I look back on My Story, and I’m desperately sad for the child-me that went through all of that with nobody there to defend nor protect them. I’m angry at the family who let the perpetrator do these things, and at those who revealed I wasn’t the only person whose childhood was stolen by this terrible person. I’m angry for the friendship between our families that went on through the years until long after I was married and living in America, in spite of My Story. But mostly I grieve for thinking that God, Himself had left me in the midst of it to fend for myself.

Last week was a powerful one for me. I learned that I don’t have to carry the weight of My Story with me everywhere, all the time, by myself. My beloved church family and I were at our regular bible study, and testimony was being shared of how God had brought different people through the horror of Their Story, and transformed them into people of grace and forgiveness, and hope.

It was hard for me to process though, for hearing other people’s pain from being abused hurts those parts of me that want to take their pain away, but knows it isn’t possible while my own is out of control.

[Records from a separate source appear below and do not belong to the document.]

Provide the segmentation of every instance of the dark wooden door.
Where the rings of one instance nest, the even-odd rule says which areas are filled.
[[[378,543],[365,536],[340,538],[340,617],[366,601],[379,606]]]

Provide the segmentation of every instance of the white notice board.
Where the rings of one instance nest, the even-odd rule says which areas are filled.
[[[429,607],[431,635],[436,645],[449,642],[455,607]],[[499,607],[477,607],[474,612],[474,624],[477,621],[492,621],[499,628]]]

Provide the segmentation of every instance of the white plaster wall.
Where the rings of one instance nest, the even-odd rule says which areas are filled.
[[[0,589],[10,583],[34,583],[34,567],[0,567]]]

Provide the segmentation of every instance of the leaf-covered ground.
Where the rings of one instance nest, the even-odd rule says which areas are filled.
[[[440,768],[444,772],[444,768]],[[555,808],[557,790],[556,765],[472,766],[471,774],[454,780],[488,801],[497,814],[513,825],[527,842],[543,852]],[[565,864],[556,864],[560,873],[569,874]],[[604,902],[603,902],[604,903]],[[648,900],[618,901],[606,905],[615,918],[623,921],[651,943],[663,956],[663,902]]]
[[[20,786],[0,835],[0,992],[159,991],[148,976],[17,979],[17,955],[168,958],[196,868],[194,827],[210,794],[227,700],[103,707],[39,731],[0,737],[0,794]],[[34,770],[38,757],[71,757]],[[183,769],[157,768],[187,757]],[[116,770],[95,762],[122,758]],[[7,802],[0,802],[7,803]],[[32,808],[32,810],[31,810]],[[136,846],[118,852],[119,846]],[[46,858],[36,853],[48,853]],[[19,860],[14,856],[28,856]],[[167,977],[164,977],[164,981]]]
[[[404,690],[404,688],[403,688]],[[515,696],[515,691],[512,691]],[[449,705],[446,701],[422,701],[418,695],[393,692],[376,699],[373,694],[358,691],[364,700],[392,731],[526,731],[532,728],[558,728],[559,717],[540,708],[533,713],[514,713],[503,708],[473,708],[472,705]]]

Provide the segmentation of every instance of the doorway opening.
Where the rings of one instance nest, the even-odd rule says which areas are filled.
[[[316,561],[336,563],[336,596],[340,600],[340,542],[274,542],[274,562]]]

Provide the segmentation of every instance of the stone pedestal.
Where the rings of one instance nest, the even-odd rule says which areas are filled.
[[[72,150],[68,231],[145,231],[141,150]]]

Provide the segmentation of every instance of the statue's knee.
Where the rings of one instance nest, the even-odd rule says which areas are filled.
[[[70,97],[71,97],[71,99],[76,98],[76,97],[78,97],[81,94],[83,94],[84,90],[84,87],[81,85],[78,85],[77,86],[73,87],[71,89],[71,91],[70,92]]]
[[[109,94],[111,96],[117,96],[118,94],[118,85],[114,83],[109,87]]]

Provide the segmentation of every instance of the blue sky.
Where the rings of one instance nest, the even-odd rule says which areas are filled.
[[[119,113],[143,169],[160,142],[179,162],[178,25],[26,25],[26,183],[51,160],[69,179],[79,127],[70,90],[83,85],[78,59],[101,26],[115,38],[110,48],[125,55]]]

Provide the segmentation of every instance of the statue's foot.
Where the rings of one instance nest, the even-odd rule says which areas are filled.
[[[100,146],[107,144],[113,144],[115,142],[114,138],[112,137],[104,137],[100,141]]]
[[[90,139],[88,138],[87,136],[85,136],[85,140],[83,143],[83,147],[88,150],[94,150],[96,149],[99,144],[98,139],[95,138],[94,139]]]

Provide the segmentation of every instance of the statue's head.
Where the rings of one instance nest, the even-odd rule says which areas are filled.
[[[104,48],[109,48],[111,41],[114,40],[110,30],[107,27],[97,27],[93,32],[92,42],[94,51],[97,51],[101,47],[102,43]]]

The tsunami of guilt and grief overwhelmed me and I had to leave the room lest I unravel completely and let the ugly stain that is My Story wash into the room and ruin everything.

Unbeknown to me, my beautiful church family heard a little of My Story, and were – at that moment – praying for me. I found a peace and a courage growing inside me to be able to walk back into the room and sit among them, puffy eyes and all.

God filled me with such warmth and gentleness that I didn’t feel the pain of My Story weighing me down. I even got to share my gratitude for this beautiful family He has given me, and acknowledge that I’m not alone.

I know it’s going to be a long journey before I can unpack it all and leave My Story at the feet of Jesus. But that’s okay. This week I got to take the straps off my shoulder and see that I’m closer than I think. It’s also dawning on me that I’m not alone at all, but the enemy wants me to think I am. An army of God’s warriors surround me, in flesh and in spirit.

Now here is why I’m sharing this with you. I know what it’s like to allow yourself to be defined by your story. My Story is a part of me but it’s not the whole sum of who I am. It’s a small piece of an intricate puzzle that is me, and it’s not the only – or even the first – thing people see when they look at me. When I smother it into silence, it grows in power until the darkness of My Story is like a deafening roar determined to destroy everything it touches. But here’s the funny thing. My Story is a liar. It’s a little part of me that those who love me can already see, yet they love me anyway. The only one who was truly afraid of My Story was me.

But no more.

When I shared this on Facebook, a friend said to me, “Live in the lower case.” What a great motto to adopt, don’t you think?

My name is Annie Bergin, and I survived rape and sexual abuse. It’s my story (lower case), but it’s only a small part of who I am. I’m a fighter. I’m a warrior. And I have an army.